The 14-song album hit #1 on the Billboard album chart, selling nearly four million copies. The Stone Temple Pilots song “Big Empty” was released off of the soundtrack as a single; it hit the top ten of both the Mainstream and Modern Rock charts. A second album, featuring the instrumental score written by celebrated composer Graeme Revell, was released; it includes “Inferno,” the rooftop guitar solo played by Lee’s character in the movie.
5. It Was Good
Trailer for The Crow (Uploaded to YouTube by YouTube Movies
There’s a lot to be said for simply making a good movie. The Crow combined a solid roster of talent in terms of the cast (not just Lee, but veteran actors like Ernie Hudson, Michael Wincott, David Patrick Kelly, and Tony Todd, plus an affecting child-actor turn from Rochelle Davis). The director, the musicians behind the soundtrack, and a talented crew, notably in sound, lighting, and stunt work produced great material. The film arrived at precisely the right time, with the music fitting the times. Tim Burton’s darker comic-book work helped paved the way with two prior Batman features in 1989 and 1992. Lee’s death, as well as the then-recent death of Nirvana frontman Kurt Cobain weeks before the film’s release, cast long shadows that played into the melancholy in the air and in the film. Dimension also showed savvy in the marketing of the movie, making large ad buys on MTV and prominently featuring the music in the ads. The film still carries an 81% positive critic score and 90% audience score at review aggregator Rotten Tomatoes, with strong notices coming from outlets like The New Yorker, Variety, and the L.A. Times.
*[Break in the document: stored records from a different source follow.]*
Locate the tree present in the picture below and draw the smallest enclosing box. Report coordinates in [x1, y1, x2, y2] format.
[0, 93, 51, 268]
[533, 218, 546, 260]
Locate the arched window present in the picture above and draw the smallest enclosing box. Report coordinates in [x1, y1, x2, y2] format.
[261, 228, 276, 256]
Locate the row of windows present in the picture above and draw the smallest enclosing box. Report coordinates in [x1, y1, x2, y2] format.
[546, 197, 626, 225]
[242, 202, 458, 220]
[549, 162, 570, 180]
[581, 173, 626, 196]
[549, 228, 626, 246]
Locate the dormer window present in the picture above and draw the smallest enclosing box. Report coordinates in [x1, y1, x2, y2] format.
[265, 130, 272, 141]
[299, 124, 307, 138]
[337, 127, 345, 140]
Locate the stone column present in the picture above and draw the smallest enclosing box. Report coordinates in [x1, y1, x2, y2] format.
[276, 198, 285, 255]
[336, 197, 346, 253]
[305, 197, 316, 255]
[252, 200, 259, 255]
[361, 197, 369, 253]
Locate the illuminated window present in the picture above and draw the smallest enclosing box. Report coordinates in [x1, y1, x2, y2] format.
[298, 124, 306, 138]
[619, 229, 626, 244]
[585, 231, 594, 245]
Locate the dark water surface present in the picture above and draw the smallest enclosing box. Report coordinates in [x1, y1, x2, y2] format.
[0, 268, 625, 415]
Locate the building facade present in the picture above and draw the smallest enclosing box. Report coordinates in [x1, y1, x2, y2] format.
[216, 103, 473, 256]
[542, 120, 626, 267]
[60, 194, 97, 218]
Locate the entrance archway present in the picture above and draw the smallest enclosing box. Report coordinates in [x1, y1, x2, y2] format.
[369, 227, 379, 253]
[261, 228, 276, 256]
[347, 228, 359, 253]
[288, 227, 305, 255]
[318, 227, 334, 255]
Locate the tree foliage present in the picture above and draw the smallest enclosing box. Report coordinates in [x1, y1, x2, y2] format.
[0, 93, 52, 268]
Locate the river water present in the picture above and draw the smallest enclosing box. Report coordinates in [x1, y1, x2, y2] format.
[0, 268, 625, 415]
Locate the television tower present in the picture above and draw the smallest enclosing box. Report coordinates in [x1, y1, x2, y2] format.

TV Guide offered rapturous praise, calling the film “A gorgeous black valentine that captures the essence of adolescent misery, coupled with a wildly romantic vision of the power of pure love to overcome all obstacles — even the grave.” Rolling Stone critic Peter Travers was wowed by Lee, writing “Draven is the rocker as avenging angel, prowling the streets cracking jokes and heads but also capable of expressing great feeling. Lee is sensational on all counts in a final performance that brims over with athleticism and ardor.”
Today, James O’Barr continues to create The Crow in comics, with the most recent series published last year. Three additional Crow films were made in 1996, 2000, and 2005, bracketing a 1998 television series. Director Colin Hardy and actor Jason Momoa were said to be involved in a new film, but both departed the project in 2018. There have also been novels, card games, and a video game. Still, the most iconic version of the character outside the written page continues to be the one brought to (after)life by Brandon Lee. The Crow remains a unique snapshot of its time, creating an effective parable about love and loss. The work deals in some serious darkness, but as Lee’s character himself says, “It can’t rain all the time.”